Expo History

The Universal Exposition is unique in several regards. For one, it is non-commercial. Secondly, it is more than just as large-scale exhibition; it is a place for industry, cultural and political players to meet.

The first historical World Expo dates back to 1851 in London:  “the Great Exhibition of the Works of Industry of all Nations” – with its 25 guest countries and a 6 million visitors.

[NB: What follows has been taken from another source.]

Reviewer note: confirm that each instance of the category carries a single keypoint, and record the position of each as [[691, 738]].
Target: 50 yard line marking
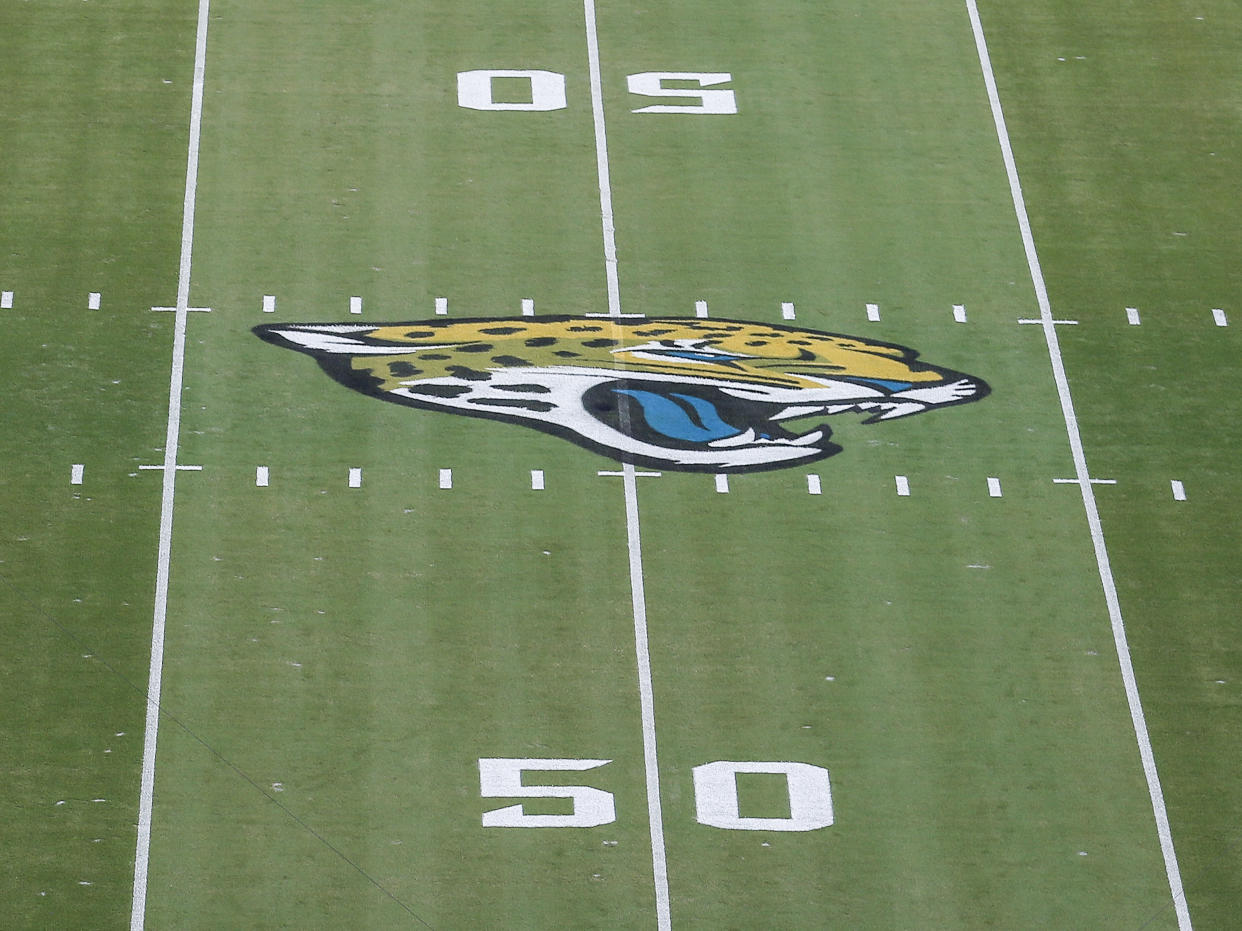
[[1084, 483], [629, 479], [142, 857]]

After that of London in fact, during the years lots of Universal Expositions were organized that touched the most famous capitals of the world: Paris, Vienna, Melbourne and Paris again with the extraordinary Expo in 1889 – from May 5th to October 31st 1889 – entitled “Celebration of the Centennial of the French Revolution”, that had the theme of French Revolution’s 100th anniversary as a protagonist and left us the Tour Eiffel, the steel tower 300 mt high, especially built on this occasion.

The great phenomenon of expositions affected also the city of Milan, that entered the global economic scenery thanks to the Sempione International Exposition in 1906, sawing the extraordinary participation of 25 countries and 10 million visitors from all over the world.

Since 1933, B.I.E. (Bureau International des Expositions ) has officially recognized many universal and specialized Expositions, many of which have left important legacies. With an ever more connected and globalised world, the phenomenon and success of universal exhibitions is growing ever more important.

Ever since the first Expo in 1851, the aim of the event has always been to highlight changes that affect people on a global scale.

Past editions have focused on topics such as transportation, education, war and the arts.